Außenminister Heiko Maas und Außenstaatssekretär Andreas Michaelis haben Grenell deutlich zu verstehen gegeben, dass sie einen anderen Umgang miteinander wünschen. Vier mal war der Botschafter schon im Auswärtigen Amt. In den Gesprächen zeigte sich Grenell einsichtig. Doch in der Öffentlichkeit fand er schnell in die Rolle des Provokateur zurück.
Das Auswärtige Amt hat daraus Konsequenzen gezogen. Statt den Botschafter offiziell einzubestellen und so die Beziehungskrise zu den USA zu verschärfen, sind die Diplomaten dazu übergegangen, ihre Kontakte direkt über das Außenministerium in Washington laufen zu lassen. Trotz unterschiedlicher Auffassungen bei Themen wie Iran und Nord Stream 2 verliefen diese Gespräche „professionell“, heißt es. Das Kalkül ist klar: Die Berliner Botschaft soll marginalisiert, Grenell die kalte Schulter gezeigt werden.
Offiziell will sich das Auswärtige Amt darum bisher auch nicht zu den Briefen des Amerikaners äußern. Wie zu hören ist, will man Grenell nicht den Gefallen tun, die Sache weiter aufzuwerten. Auch die betroffenen Firmen hielten sich zunächst bedeckt.
Außenminister Heiko Maas hatte am vergangenen Donnerstag aber öffentlich auf den zunehmenden Druck der US-Regierung reagiert auf den zunehmenden Druck der US-Regierung reagiert und die Kritik an Nord Stream 2 scharf zurückgewiesen.

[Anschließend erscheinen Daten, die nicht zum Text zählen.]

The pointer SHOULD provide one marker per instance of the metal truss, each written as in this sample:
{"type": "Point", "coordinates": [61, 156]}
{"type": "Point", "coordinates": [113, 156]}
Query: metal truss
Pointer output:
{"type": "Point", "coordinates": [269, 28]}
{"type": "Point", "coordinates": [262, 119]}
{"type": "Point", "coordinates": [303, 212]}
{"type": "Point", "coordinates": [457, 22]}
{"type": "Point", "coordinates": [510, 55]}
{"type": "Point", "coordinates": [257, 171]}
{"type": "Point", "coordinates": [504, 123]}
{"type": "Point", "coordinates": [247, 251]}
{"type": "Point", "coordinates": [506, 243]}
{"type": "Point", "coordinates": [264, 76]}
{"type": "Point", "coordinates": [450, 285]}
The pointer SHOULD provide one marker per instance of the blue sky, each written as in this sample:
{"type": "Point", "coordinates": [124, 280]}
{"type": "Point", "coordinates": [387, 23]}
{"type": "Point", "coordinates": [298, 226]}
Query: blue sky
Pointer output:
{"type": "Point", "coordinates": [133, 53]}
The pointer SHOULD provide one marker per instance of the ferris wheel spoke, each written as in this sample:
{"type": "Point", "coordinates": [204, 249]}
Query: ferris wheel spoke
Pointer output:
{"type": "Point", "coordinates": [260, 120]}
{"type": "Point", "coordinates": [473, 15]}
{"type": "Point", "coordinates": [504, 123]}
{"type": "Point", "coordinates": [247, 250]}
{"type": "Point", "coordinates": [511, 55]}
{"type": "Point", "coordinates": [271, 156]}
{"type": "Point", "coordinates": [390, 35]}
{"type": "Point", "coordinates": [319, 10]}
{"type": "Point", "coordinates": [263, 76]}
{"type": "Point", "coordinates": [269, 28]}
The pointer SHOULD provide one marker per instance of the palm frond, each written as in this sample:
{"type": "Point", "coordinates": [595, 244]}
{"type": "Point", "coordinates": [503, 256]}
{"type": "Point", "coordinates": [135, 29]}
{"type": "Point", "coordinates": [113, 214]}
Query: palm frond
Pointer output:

„Fragen der europäischen Energiepolitik müssen in Europa entschieden werden, nicht in den USA“, sagte Maas beim Neujahrsempfang des Ost-Ausschusses Osteuropavereins der deutschen Wirtschaft: „Nord Stream 2 mit einseitigen Sanktionen zu belegen ist jedenfalls nicht der richtige Weg.“ Würden deutsche und europäische Unternehmen aus dem Projekt herausgedrängt, werde es zudem niemanden mehr geben, der darauf poche, dass der russische Gastransit durch die Ukraine erhalten bleiben müsse. Maas‘ Äußerungen wiederum wurden von Vertretern der US-Botschaft kritisiert.
Zum Brief an die deutschen Konzerne sagte ein Sprecher Grenells jetzt nach Angaben der „Bild am Sonntag“: „Der Brief ist nicht als Drohung aufzufassen, sondern als klare Botschaft der US-Politik.“
Immer unverhohlener drohen die USA mit Sanktionen – und zielen auf einen neuralgischen Punkt des Projekts. Berlin versucht, auf die Trump-Regierung einzuwirken.
Die ist aber unmissverständlich: „Die Pipeline hat ernste geostrategische Konsequenzen für unsere europäischen Verbündeten und Partner“, heißt es in dem Brief. Nord Stream 2 und die parallel geplante Pipeline Turkstream durch das Schwarze Meer würden es Russland erleichtern, die Ukraine als Transitroute für Gas nach Europa zu umgehen. Damit wiederum ginge ein „wichtiges strategisches Abschreckungsmittel“ für das aggressive Verhalten Russland gegenüber der Ukraine verloren. „Unternehmen, die den Bau der Pipeline unterstützen, beteiligen sich damit aktiv darin die Sicherheit der Ukraine und Europas zu untergraben.“
In Branchenkreisen wird den USA aber auch vorgehalten, eigene wirtschaftliche Interessen zu verfolgen. Die USA wollen eigenes Gas zunehmen in verflüssigter Form exportieren – und haben dabei auch den europäischen Markt im Blick. Hier wiederum steht es in Konkurrenz zu russischem Gas. Auch auf andere europäische Firmen übt die US-Regierung Druck wegen deren Beteiligung am Pipeline-Bau aus, wie das Handelsblatt am vergangenen Wochenende berichtet hatte.